Legend has it that back in the day there was a beautiful woman called Naipi. She was so beautiful that a god was going to marry her. Naipi loved another, however, and the two sailed off together in a canoe. This royally pissed off the god who was after Naipi. In a truly Trumpian way to react to rejection, and one that is very fitting in this horrible modern age we find ourselves living in, the god sliced the river they sailing on in two. The cut created the Iguazú Falls and the god condemned the two lovers to fall over them forever.
Of course, this is no more than a legend. In truth, an ancient volcanic eruption created the massive crack that the mighty Parana river now flows over in such a beautiful and majestic manner.
For scale, the Iguazu Falls contain up to 300 waterfalls, depending on water flow, stretch over two and a half kilometres in length, and are taller than and twice as wide as the Niagara Falls.
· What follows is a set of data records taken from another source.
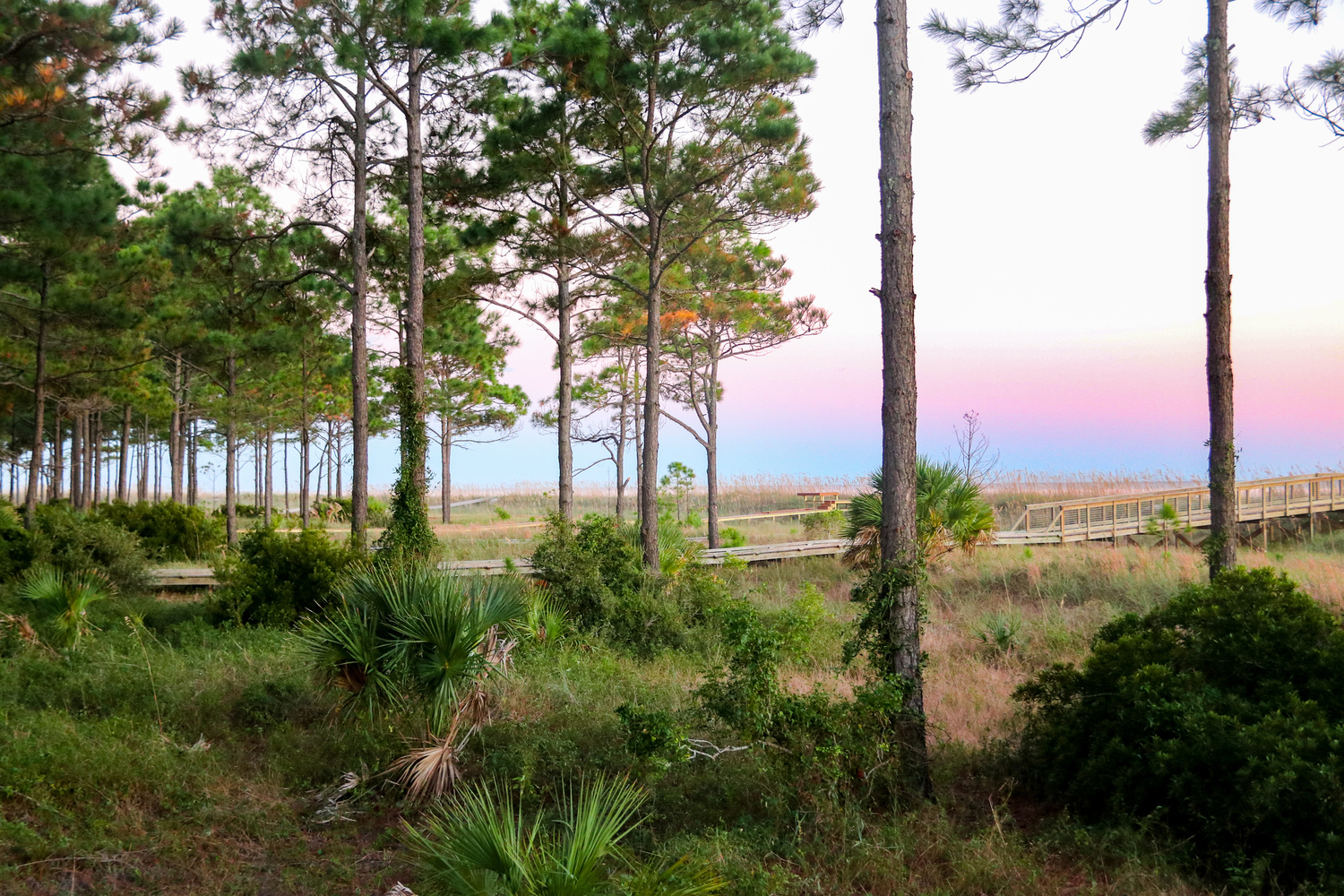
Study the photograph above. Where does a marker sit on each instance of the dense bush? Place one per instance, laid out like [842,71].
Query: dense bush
[72,541]
[167,530]
[15,544]
[589,565]
[1217,718]
[273,578]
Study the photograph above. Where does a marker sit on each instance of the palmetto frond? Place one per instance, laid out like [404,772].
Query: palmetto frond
[483,844]
[64,599]
[949,514]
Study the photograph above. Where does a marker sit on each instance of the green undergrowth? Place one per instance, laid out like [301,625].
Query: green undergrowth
[177,756]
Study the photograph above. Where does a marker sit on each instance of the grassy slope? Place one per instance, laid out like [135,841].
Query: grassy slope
[99,793]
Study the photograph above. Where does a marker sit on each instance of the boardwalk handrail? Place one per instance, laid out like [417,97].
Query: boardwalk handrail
[1123,514]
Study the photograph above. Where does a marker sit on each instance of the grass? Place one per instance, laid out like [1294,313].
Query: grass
[188,759]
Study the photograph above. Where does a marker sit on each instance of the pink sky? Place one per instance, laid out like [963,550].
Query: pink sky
[1059,268]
Poor Niagara, as one famous first lady once commented when she first laid eyes on the incredible series of waterfalls that straddle the borders of Argentina, Brazil, and Paraguay. Of all the waterfalls in the world, the Iguazú Falls have the highest average flow. More water crashes over the Iguazu Falls each year than crashes over any other waterfalls on the planet. In short, the Iguazu Falls are an absolute beast, and they need to be seen by everyone. They definitely need to be seen by us again. It’d be too sad to think we’ll never see them again. They’re amazing. Is right Iguazú Falls.
There are so many beautiful waterfalls to discover in the Argentinian national park of Iguazú
How to get to the Iguazú Falls from Puerto Iguazú in Argentina
To see the falls, we stayed in Puerto Iguazú in Argentina. Other options include Foz do Iguazú in Brazil and Ciudad del Este in Paraguay. Both are industrial cities that have grown to service the Itaipu Dam, a binational endeavour between Brazil and Paraguay that is the second largest hydro-electric plant in the world and produces an immense amount of electricity every day. The dam itself is worth visiting.
We picked Puerto Iguazú as it is a much smaller town than Ciudad del Este and Foz do Iguazú. It offers a much more chilled vibe compared to the big city you’ll find in the Brazil and the wild west aura you’ll get at the border in Ciudad del Este. It is easy to get everywhere from Puerto Iguazu too.
The power of the water crashing into the Devil’s throat creates a mist that can climb hundreds of feet into the air
The falls can be seen from all three countries, but most people head to the national parks in Argentina and Brazil. Two-thirds of the Iguazu Falls lie in Argentina. You can spend a full day exploring the Argentinian park discovering dozens of smaller waterfalls and incredibly beautiful flora and fauna as you trek through the jungle. You can also get up close and personal with the bigger falls and stand right on top of the famed Garganta del Diablo, the ‘Devil’s Throat’ waterfall, which is a U-shaped chasm swallowing huge amounts of water every second from 14: separate wsterfalls. If the Argentinian side of the falls gives you the chance to feel like you’re inside the falls, the Brazilian side allows you to see all of them at once from the other side of the river. You can get the bus to both sides easily and cheaply from Puerto
You get the bus to both sides from the bus station in the centre of Puerto Iguazu. It costs 95 Argentinian Pesos each way to get to the falls on both sides of the border. When you arrive, it’ll cost you 600 Pesos to get into Argentinian national park and 67 Brazilian Reals to see the falls from the Brazilian side. To get to the Argentinian side you want the bus that says Cataratas. If you’re going to the Brazilian side of the park you’ll need the bus that says Cataratas Brazil.
Honestly, seeing the Iguazu Falls is something everybody should do before they die. The experience is something that will never fail to impress. The power of the water flying over la Garganta del Diablo is truly awe inspiring and we even had people seemingly praying to the forces of nature as they were unleashed before them.
Personally, I preferred the experience offered on the Argentinian side of the border more than I did the Brazilian experience. I do not have the skills required to get across the emotions I felt when I first saw the falls. The best I can hope for is to show a few photos from our time there and hope they can move you enough to go and check out the falls for yourself.